佐藤和歌子/(株)リトル・モア社/2003.4
マドリスト、というらしい。窓のリストではありません。間取り図のコレクター。
これに、間取り図をみるのが好きな人もくわえていいんじゃないでしょうかね。
遠い昔、誰もが一度はシート一枚でおままごとをしたり、地面に書いた四角い枠を秘密基地に仕立てたりしたのではないかしら。限られた空館を仕切るというDNAは人間の記憶の何処かに紛れ込んでいるに違いない、と思う。だって、自分ん家以外の間取り、気になりませんか?
私は気になる、ものすごーく。例えば歴史の授業中。資料に描かれている「寝殿造り」とか、「パルテノン宮殿」とかの平面図を眺めながら、「寝殿造り」なのに、寝室が見あたらないとか、宮殿なのに柱ばかりで人は何処に暮らしているのかとか考えていたくらいですもん。

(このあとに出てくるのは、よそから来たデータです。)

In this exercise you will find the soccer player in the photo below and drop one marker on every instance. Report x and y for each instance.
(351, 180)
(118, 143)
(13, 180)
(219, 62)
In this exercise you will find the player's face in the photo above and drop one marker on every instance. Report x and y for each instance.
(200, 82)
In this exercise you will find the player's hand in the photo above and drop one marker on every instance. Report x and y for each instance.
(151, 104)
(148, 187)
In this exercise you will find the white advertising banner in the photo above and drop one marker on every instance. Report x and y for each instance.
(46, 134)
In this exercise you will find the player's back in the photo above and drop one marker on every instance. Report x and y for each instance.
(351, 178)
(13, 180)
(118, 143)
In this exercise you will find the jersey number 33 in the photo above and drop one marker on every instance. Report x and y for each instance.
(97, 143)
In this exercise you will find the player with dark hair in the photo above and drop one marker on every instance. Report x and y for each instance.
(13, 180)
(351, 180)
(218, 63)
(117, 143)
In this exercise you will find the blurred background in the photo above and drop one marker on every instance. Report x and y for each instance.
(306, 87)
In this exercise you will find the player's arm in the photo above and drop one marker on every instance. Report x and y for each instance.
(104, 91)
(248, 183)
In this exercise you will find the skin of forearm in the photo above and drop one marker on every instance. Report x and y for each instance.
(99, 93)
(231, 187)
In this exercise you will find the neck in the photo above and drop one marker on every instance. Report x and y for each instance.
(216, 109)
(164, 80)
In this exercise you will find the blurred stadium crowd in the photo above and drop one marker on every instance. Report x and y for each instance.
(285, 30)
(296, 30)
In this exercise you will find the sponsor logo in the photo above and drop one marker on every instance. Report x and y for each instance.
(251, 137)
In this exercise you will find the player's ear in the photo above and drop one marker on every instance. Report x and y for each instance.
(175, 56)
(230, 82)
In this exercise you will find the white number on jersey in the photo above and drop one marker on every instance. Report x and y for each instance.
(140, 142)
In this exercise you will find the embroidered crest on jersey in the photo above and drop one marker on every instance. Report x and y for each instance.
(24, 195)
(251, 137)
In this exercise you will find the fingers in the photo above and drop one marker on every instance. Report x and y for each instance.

鉄道の時刻表を眺めるだけで旅行した気分になれる人がいるくらいだから、間取りを図を眺めているだけでその家に住んだ気分になれる人もいるはず。間取り図は空想への扉。
さて、この本には普通の間取りはありません。風変わりな間取り(それも実在している)ばかりをたっぷり収納。
本のカバーがまた凝っていて、外して広げると裏には…

何処をどうひねると、この限られた空間をこんな風に仕切れるのか不思議不思議。一つ一つの小さな間取りを眺めながら、一時その部屋の住人になってみるのもまた、楽しいですよ。

余談ですが、この本の初版が2003年。巻末の著者プロフィールに宅建資格取得に向けて勉強中、とありました。当時何の事かさっぱりわからなかったのだけれど、この5年後にまさか自分が挑戦するハメになるとは思いもよらなんだ。